Kerim Toslak

BU NASIL ATEŞKES

Kerim Toslak

Her ne kadar bazıları Siyonist İsrail ile Filistin- Hamas arasındaki savaşın Gazze Şeridinde 7 Ekim 2023 tarihinde başladığını zannetse de bu savaş yüz yıldan uzun süren bir savaştır. Başta İngilizler olmak üzere, Batılı devletlerin içlerinden atılması gereken bir safra olarak gördükleri Siyonist Yahudi toplumunu, Filistin topraklarına göndermeleri ile başlayan bir savaştı bu. 1. Dünya savaşından sonra gruplar halinde peyderpey bölgeye yerleşen ve kolonileşen Yahudi topluluğu, İngilizlerin desteklediği silahlı terörist gruplar halinde bölgede yaşayan Filistinlilerin kasaba ve köylerine  saldırırlar düzenleyerek, evlerini, barklarını, arazilerini, ürünlerini yağmalamalarıyla o günden bugüne devam etmektedir.

2. Dünya Savaşı'ndan sonra kurulan birleşmiş milletlerin ilk icraatı, Filistinlilerden gasbettikleri topraklarda kolonileşen  Siyonist Yahudi toplumuna hukuki statü kazandırarak İsrail Devletini gayrimeşru olarak bölgede peydahlamak oldu. (Aslında bu olay bile BM'nin niçin kurulduğunu ve Filistin halkının çıkarına yönelik bir icraatının da olamayışının ip uçlarını da barındırır)

 
2.Dünya savaşı'na kadar İngiliz himayesinde olan siyonist İsrail yapılanmasının himayesini, dünyanın jandarması ABD devraldı. ABD'nin kılcal damarlarına kadar yerleşen paralel siyonist yapı artık emin ellerdeydi. O gündür bugündür bölgede kan akmaya devam ediyor. ABD desteğinde siyonist oluşum saldırılarına ve katliamlarına devam etmektedir. Bölgedeki halkların savunma refleksi ile oluşturdukları küçük silahlı gruplar, gayri meşru terörist oluşumlar olarak damgalanıp uluslararası arenada hak, hukuk ve muhataplıktan mahrum bırakıldılar. 

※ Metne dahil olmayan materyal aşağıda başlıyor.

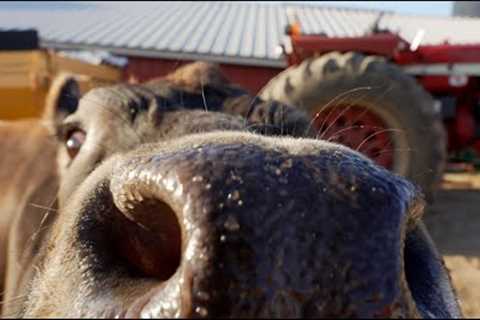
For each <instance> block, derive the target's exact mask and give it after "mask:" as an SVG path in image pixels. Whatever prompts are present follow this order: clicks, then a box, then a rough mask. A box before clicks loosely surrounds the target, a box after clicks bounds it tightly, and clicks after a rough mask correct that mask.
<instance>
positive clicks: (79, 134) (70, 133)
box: [65, 129, 86, 159]
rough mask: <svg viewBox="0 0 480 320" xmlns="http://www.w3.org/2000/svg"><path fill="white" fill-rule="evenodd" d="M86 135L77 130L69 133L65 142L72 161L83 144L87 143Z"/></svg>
mask: <svg viewBox="0 0 480 320" xmlns="http://www.w3.org/2000/svg"><path fill="white" fill-rule="evenodd" d="M85 138H86V134H85V132H84V131H82V130H79V129H76V130H72V131H70V132H69V133H68V135H67V139H66V142H65V147H66V148H67V152H68V155H69V156H70V158H71V159H73V158H75V156H76V155H77V154H78V152H79V151H80V148H81V147H82V145H83V143H84V142H85Z"/></svg>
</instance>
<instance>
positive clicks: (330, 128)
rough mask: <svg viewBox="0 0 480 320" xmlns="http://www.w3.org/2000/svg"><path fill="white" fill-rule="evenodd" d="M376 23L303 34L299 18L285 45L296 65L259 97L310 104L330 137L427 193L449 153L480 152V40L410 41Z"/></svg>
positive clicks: (430, 187)
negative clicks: (473, 43)
mask: <svg viewBox="0 0 480 320" xmlns="http://www.w3.org/2000/svg"><path fill="white" fill-rule="evenodd" d="M378 21H379V20H377V22H376V23H375V25H374V26H373V28H372V30H371V32H370V33H369V34H366V35H364V36H361V37H355V38H330V37H327V36H325V35H304V34H302V33H301V31H300V25H299V23H298V22H293V23H292V24H290V25H289V26H288V27H287V34H289V36H290V37H289V38H290V43H289V44H287V45H288V46H286V45H284V46H283V49H284V53H285V56H286V58H287V61H288V63H289V65H290V67H289V68H288V69H286V70H285V71H283V72H282V73H280V74H279V75H278V76H276V77H275V78H273V79H272V80H271V81H270V82H269V83H268V84H267V86H266V87H265V88H264V89H263V90H262V92H261V95H262V96H263V97H265V98H274V99H278V100H281V101H284V102H286V103H291V104H293V105H297V106H300V107H302V108H304V109H305V110H306V111H307V112H310V113H311V115H312V118H313V120H312V122H313V123H314V124H315V125H316V126H317V129H318V130H319V132H320V133H319V134H320V135H321V136H322V138H327V139H330V140H333V141H336V142H340V143H343V144H346V145H349V146H350V147H352V148H355V149H359V151H361V152H363V153H365V154H367V155H368V156H370V157H371V158H374V159H375V160H376V161H377V162H378V163H380V164H381V165H384V166H385V167H387V168H389V169H392V170H393V171H396V172H398V173H400V174H402V175H406V176H409V177H411V178H412V179H413V180H414V181H416V182H417V183H419V184H420V185H421V186H423V187H424V189H425V190H426V192H427V195H428V193H429V192H430V191H431V190H434V189H435V187H436V186H437V185H438V182H439V181H440V177H441V173H442V172H443V169H444V165H443V164H442V162H443V163H444V162H445V159H446V155H447V151H448V154H449V156H450V159H454V158H455V157H457V158H458V157H459V155H462V154H463V155H465V154H466V152H467V153H468V152H470V154H474V153H476V154H477V156H478V155H480V44H477V45H451V44H448V43H444V44H441V45H421V40H422V37H423V31H422V30H420V31H419V32H418V33H417V36H416V37H415V38H414V40H413V41H412V43H409V42H407V41H406V40H404V39H402V38H401V37H400V36H399V35H397V34H394V33H392V32H389V31H388V30H379V29H378ZM479 40H480V39H479ZM415 80H416V81H415ZM376 87H378V88H381V89H380V90H376V91H375V90H373V89H372V88H376ZM362 88H363V89H364V90H365V91H368V90H370V92H369V93H367V94H366V97H365V96H364V97H362V96H361V91H362ZM367 89H368V90H367ZM282 91H283V92H282ZM357 91H358V92H357ZM349 95H354V96H355V98H348V99H345V97H347V96H349ZM383 96H388V98H383ZM375 99H377V100H375ZM374 100H375V101H374ZM442 123H443V125H442ZM440 127H441V128H440ZM395 130H398V131H400V132H402V134H403V133H405V136H406V138H404V139H403V141H402V139H399V138H396V137H394V135H395V134H394V133H395ZM445 133H446V135H445ZM395 139H396V141H395ZM401 148H404V152H403V154H402V152H396V153H395V152H394V151H392V152H389V151H388V150H399V149H401ZM405 153H408V154H407V155H406V154H405ZM464 158H465V157H464ZM407 162H408V164H405V163H407Z"/></svg>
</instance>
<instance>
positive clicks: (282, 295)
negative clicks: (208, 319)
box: [9, 64, 459, 317]
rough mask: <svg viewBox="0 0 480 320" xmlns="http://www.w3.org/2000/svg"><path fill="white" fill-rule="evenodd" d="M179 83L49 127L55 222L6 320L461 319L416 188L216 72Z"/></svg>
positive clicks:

Hatta Filistin halkına uygulanan katliam ve soykırımların gerekçesi sayıldılar.  Dolayısıyla böyle bir ortamda elbette adil bir anlaşma olmayacağı ortadaydı. Hele hele ABD'nin arabuluculuğu ve hakemliği altında yapılan bir ateşkes Antlaşması'nın, nasıl bir ateşkes olacağı belliydi. Katliamın destekçisi ve hatta soykırımın ortağı olan ABD'nin arzu ve isteğine uygun olan bir ateşkesin adil olması hak, hukuk vaat etmesi akıl dışıydı. Bütün bunlara rağmen arabulucu ve garantör olarak Türkiye'nin de içinde bulunduğu Katar'ın ve Mısır'ın ve başka bazı ülkelerin imzacılar arasında yeraldığı bir anlaşmanın en azından Gazzedeki katliamı durduracağı umuluyordu. 

Gelinen noktada bu imzalanan ateşkes anlaşmasıyla ortaya çıkan sonuç ateşi kesmedi. Ama bölgedeki katliam ve soykırımın Dünya gündeminden düşürülmesini sağladı. Ateş kesildi mi? Hayır ateş kesilmedi. Katliam devam ediyor. Halâ  soykırımcı Siyonist İsrail Gazze'de masum sivilleri, sığındıkları derme çatma çadırlarda öldürmeye devam ediyor. Hatta katliam ve yağma Batı Şeria'da da şiddetini artırarak devam ediyor. Evet kesilen bir ateş var ama kesilen bu ateş Hamas tarafının ateşi. 

Siyonist Soykırımcı İsrail yönetimi bu  anlaşmada belirtilen yardımın 3 te birinin bile Gazze’ye girişine müsaade etmiyor. Katil israil yönetimi anlaşmada imza altına alınan çocuklar, hastalar, yaralılar ve savunmasız kesimlerin ihtiyaç duyduğu 350’den fazla temel gıda ürününün Gazze Şeridi’ne girişini engelliyor. 

Bu durumda HAMAS tarafı adına anlaşma görüşmelerini  yürüten Katar, Mısır ve diğer imzacı  ülkeler, anlaşmanın patronu olduğunu iddia eden Başkan Donald Trump'a dönüp "bu nasıl ateşkes, bu nasıl anlaşma, artık şu tasmasını tuttugun itine sahip çık" demeleri gerekir.